Initial Public Offering

By Research Desk
about 4 years ago

Initial Public Offering (IPO) is when a company is offering its shares to the public for the very first time. Before the IPO, the company’s shares are not listed on a stock exchange and the number of shareholders are relatively very less, usually comprising the founders, their families and friends, private equity investors like venture capitalists or angel investors, senior management (through ESOPs).

IPO can be a primary offering - fresh issue of shares by company or a secondary offering (offer for sale) wherein the existing investors sell their shares and no money flows into the company or both primary and secondary offering. In case of fresh issue, share capital rises / expands.
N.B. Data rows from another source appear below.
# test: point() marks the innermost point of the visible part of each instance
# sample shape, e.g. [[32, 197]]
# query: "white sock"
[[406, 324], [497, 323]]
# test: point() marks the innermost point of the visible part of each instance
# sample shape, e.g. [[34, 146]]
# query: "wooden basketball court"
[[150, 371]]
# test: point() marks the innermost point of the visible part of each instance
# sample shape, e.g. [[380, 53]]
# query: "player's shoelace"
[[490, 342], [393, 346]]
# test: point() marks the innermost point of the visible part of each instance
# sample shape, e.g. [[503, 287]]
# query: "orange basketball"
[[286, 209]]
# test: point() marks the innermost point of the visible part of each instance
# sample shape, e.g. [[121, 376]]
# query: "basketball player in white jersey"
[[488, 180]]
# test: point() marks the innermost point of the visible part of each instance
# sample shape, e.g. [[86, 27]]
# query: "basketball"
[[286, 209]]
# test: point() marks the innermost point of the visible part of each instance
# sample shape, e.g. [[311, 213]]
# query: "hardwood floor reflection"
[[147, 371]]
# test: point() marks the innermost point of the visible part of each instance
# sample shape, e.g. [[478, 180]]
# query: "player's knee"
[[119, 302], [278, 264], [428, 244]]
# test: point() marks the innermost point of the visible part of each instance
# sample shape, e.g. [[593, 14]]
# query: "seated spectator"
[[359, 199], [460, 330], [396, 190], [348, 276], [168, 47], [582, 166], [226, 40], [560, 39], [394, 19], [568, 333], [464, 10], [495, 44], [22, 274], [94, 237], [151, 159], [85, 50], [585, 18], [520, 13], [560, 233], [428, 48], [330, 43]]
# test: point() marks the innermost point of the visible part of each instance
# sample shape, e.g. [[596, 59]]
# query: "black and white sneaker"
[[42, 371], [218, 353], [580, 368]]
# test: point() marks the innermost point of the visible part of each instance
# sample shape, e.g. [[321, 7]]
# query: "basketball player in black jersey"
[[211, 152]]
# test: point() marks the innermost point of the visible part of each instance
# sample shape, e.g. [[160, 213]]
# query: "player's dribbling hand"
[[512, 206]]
Pursuant to an IPO, shares are issued to both individual and institutional investors, who till now had no stake in the company. Post the IPO, shares get listed and are traded on the stock exchange. The IPOs are governed by the SEBI regulations and companies bringing out an IPO have to follow certain set of rules and regulations for listing, allotment to investors, timelines, disclosures, lock-in of shares etc.

IPO helps the private companies raise money to grow and expand directly from the interested investors throughout the stock market instead of approaching additional PE investors or borrowing from banks/ financial institutions. It also helps the company to build a brand reputation for itself which may improve credit ratings, lower interest rates, improve sales and profits. Lastly, IPOs help ascertain value of the company and networth of its promoters and investors, facilitating mergers and acquisitions and strategic opportunities.